Most recently, analyzing the causes of network outages, I found a very interesting situation. The investigation lasted for almost a month, and as a result, a chain of events was discovered that, together, are capable of setting up a corporate subnet with a bang.
This article is quite an interesting puzzle, with a detailed analysis of how it was solved. I think this case will be of interest not only to system and network administrators, but also to ordinary users who may not even suspect what could be behind an ordinary MFP, inconspicuously standing in the corner of the office, waiting for its time ...
')
And for those who often use phrases like “this is an inexplicable glitch”, or “the operation of this equipment depends on the weather and precipitation in southern Zimbabwe”, this article is simply “must read”, because I am convinced that any phenomenon can be explained using facts logic and common sense. And this article is a clear confirmation of this.
And so it all began with the fact that in the logs of some switches on the corporate network began to appear messages with the following content:
"% SPANTREE-2-LOOPGUARD_BLOCK: Loop guard blocking port FastEthernet0 / 24 on VLAN000X" . Knowledgeable people probably immediately recognized the message in the Cisco IOS style, and for the rest I will explain: the switch fixed a loop in the network, and therefore blocked the traffic of some VLAN X on the 24th port. In this article, under one VLAN you can understand one subnet (but only in this article, and only for understanding the described events). Since we are talking about the access level switch, and the 24th port connects it with the rest of the network, the users who are connected to this switch and located on this very subnet are affected.

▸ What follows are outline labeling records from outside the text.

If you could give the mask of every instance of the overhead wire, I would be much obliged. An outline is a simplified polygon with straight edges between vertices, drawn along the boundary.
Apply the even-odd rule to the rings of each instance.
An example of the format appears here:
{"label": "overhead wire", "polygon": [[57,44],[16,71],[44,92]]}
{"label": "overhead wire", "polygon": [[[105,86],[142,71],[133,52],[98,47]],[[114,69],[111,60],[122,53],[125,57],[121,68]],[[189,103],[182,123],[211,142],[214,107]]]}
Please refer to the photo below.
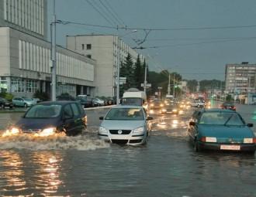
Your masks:
{"label": "overhead wire", "polygon": [[[107,17],[106,17],[106,15],[104,15],[89,0],[85,0],[85,2],[87,2],[99,14],[100,14],[101,16],[102,16],[109,24],[111,24],[112,25],[113,25],[113,23],[112,22],[111,20],[109,20]],[[73,22],[67,22],[68,23],[73,23]],[[79,25],[79,24],[77,24]],[[81,24],[80,24],[81,25]]]}
{"label": "overhead wire", "polygon": [[120,24],[120,25],[122,24],[124,26],[126,26],[126,25],[118,17],[116,17],[113,14],[113,12],[112,11],[112,9],[111,9],[111,8],[109,6],[108,6],[105,3],[103,3],[102,0],[99,0],[99,1],[102,4],[102,5],[107,10],[107,12],[109,12],[109,13],[112,15],[112,19],[114,19],[117,22],[117,24]]}

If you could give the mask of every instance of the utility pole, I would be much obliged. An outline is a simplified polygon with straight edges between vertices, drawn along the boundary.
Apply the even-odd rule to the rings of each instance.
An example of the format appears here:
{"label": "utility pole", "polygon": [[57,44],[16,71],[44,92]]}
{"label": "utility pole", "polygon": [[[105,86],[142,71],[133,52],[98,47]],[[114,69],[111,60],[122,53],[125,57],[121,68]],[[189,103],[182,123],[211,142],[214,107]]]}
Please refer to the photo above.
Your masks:
{"label": "utility pole", "polygon": [[173,73],[173,97],[175,97],[175,73]]}
{"label": "utility pole", "polygon": [[145,63],[145,76],[144,76],[144,93],[146,94],[146,90],[147,90],[147,63]]}
{"label": "utility pole", "polygon": [[53,1],[53,20],[51,26],[51,100],[56,100],[56,14],[55,14],[55,0]]}
{"label": "utility pole", "polygon": [[171,84],[170,84],[170,83],[171,83],[171,74],[169,73],[169,83],[168,83],[168,95],[171,94]]}
{"label": "utility pole", "polygon": [[119,38],[117,35],[117,79],[116,79],[116,104],[119,104],[119,75],[120,75],[120,42]]}

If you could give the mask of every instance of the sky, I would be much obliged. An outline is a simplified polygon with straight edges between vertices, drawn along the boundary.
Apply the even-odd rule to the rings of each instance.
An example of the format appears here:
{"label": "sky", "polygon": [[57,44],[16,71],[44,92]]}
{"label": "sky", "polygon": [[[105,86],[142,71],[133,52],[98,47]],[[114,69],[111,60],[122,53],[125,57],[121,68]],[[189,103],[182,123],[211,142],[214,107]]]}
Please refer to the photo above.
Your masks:
{"label": "sky", "polygon": [[56,0],[56,15],[109,27],[57,24],[57,44],[65,46],[66,35],[119,35],[131,47],[145,48],[137,50],[150,70],[183,79],[223,80],[227,63],[256,63],[255,0]]}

Only two things were pleasing: firstly, the port was blocked for less than a second, and secondly, there were no complaints from users. Until. So, it was time to sort out the problem, and without raising excess noise, eliminate it.
An analysis of the available logs showed that the problem manifested itself on average 2-3 times a day and always during working hours. Because of this, it took a long time to collect enough data.

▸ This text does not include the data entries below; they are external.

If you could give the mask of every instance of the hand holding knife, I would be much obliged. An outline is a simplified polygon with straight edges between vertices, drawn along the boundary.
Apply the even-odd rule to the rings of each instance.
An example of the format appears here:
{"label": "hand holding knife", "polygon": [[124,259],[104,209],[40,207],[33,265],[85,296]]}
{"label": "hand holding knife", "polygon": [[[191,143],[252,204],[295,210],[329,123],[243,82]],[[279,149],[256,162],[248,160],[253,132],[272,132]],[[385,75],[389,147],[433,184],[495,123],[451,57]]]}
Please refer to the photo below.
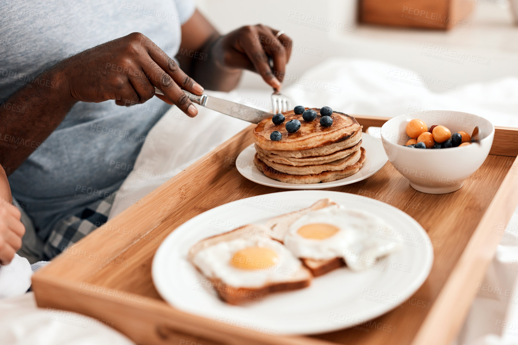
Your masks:
{"label": "hand holding knife", "polygon": [[[184,90],[182,91],[193,103],[252,123],[258,123],[263,119],[271,116],[271,113],[260,110],[251,107],[248,107],[239,103],[207,95],[198,96]],[[156,88],[155,88],[155,93],[159,95],[164,95],[162,91]]]}

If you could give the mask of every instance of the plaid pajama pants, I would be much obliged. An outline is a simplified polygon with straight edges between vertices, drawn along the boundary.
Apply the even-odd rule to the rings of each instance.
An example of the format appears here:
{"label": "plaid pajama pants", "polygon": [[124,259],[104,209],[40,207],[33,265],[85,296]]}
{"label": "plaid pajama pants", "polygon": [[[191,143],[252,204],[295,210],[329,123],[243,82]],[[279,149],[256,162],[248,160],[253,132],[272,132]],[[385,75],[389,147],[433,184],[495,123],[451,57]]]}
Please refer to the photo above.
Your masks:
{"label": "plaid pajama pants", "polygon": [[42,260],[49,261],[108,220],[115,193],[88,205],[77,213],[65,217],[54,225],[43,247]]}

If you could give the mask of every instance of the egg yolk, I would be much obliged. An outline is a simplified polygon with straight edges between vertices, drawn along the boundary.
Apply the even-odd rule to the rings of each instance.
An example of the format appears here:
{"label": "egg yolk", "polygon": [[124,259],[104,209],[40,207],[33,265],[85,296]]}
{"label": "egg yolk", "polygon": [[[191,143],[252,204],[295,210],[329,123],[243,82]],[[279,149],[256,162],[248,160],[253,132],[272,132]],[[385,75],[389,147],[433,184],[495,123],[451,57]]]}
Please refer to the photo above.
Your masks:
{"label": "egg yolk", "polygon": [[279,262],[275,251],[262,247],[248,247],[236,252],[229,264],[233,267],[247,270],[267,269]]}
{"label": "egg yolk", "polygon": [[313,223],[303,225],[297,231],[297,233],[304,238],[324,239],[330,237],[338,232],[339,229],[330,224]]}

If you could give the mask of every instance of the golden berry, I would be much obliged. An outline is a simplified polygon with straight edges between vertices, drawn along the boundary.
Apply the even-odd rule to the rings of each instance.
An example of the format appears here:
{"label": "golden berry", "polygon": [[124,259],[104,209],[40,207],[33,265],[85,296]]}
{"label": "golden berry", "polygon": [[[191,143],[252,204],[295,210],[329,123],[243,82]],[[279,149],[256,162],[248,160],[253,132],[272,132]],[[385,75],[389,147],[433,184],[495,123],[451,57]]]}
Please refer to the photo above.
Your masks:
{"label": "golden berry", "polygon": [[439,143],[444,142],[452,136],[452,133],[450,132],[450,130],[441,125],[436,126],[434,128],[434,132],[432,134],[434,135],[434,140],[435,140],[436,142]]}
{"label": "golden berry", "polygon": [[407,124],[407,134],[413,139],[417,139],[421,133],[428,131],[428,126],[422,120],[413,119]]}
{"label": "golden berry", "polygon": [[[462,142],[471,142],[471,137],[467,133],[464,131],[459,131],[458,132],[459,134],[462,136]],[[460,146],[460,145],[459,145]]]}

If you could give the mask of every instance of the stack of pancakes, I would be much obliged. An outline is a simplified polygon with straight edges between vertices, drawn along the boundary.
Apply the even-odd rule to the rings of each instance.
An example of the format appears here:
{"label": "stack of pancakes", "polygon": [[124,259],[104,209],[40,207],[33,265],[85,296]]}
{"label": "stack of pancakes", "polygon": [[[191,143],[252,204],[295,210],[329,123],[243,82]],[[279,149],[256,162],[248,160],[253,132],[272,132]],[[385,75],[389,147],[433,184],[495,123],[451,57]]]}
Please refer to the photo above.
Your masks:
{"label": "stack of pancakes", "polygon": [[[354,118],[334,111],[333,124],[323,127],[320,109],[313,110],[317,116],[312,121],[304,121],[302,114],[292,110],[283,113],[283,123],[276,125],[268,118],[257,124],[253,131],[257,169],[270,178],[290,183],[329,182],[358,172],[365,160],[365,150],[361,147],[362,126]],[[300,128],[289,133],[285,125],[293,119],[300,121]],[[275,131],[282,135],[278,141],[270,139]]]}

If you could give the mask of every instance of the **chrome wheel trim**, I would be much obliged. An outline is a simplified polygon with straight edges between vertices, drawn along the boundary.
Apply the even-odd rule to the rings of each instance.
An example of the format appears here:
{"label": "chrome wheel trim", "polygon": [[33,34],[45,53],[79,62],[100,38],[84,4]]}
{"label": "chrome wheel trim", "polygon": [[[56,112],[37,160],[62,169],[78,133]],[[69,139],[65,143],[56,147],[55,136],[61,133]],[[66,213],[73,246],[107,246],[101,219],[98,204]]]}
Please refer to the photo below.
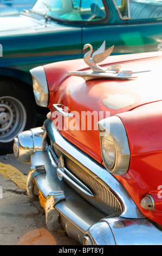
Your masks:
{"label": "chrome wheel trim", "polygon": [[0,97],[0,142],[13,141],[22,132],[27,123],[27,113],[23,105],[11,96]]}

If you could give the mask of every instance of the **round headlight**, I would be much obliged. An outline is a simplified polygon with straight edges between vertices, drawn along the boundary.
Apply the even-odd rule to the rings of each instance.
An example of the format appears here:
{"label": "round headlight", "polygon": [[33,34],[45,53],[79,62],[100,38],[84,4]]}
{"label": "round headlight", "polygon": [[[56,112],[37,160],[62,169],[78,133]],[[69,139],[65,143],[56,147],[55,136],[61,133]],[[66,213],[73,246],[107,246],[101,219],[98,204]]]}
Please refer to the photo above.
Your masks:
{"label": "round headlight", "polygon": [[33,78],[33,87],[37,104],[47,107],[49,92],[46,74],[43,66],[38,66],[30,70]]}
{"label": "round headlight", "polygon": [[130,150],[125,126],[116,115],[98,123],[101,151],[107,170],[115,175],[124,175],[128,170]]}
{"label": "round headlight", "polygon": [[111,170],[114,166],[115,162],[115,148],[114,140],[110,134],[106,132],[102,138],[102,148],[103,156],[105,158],[107,167]]}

The idea of ​​the existence of a real loop was immediately discarded completely, since it had no right to exist (experience suggested). At that time, it immediately became clear that there was a process on the network that somehow caused the switch to “detect the loop”.
First of all, I rummaged through all the logs in search of the correlation of several events in time. And I discovered that every time such a “loop detection” occurs, the connection is broken with one of the Canon network printers located in the same VLAN. Since this happened with a difference of 2-3 seconds, I came to the conclusion that he, too, hears something on the network that makes him feel bad, and he distorts the network port, and maybe it is completely overloaded. He was too lazy to go, but obviously he was ill for the same reasons.
The only thing that all participants of one VLAN could hear, which means a single broadcast domain on the 2nd level, is of course broadcast, i.e. actually broadcast package.
Well, since this broadcast is most likely, then I can also hear it. I installed a separate car, connected it to the desired VLAN, and launched a sniffer on it with a protocol analyzer, which wrote everything to the disk all day and night. Absolutely everything, but only what he could hear. And what could he hear? And he could hear his own traffic, which was of no interest, and all the broadcast traffic on the network. And we do not need more.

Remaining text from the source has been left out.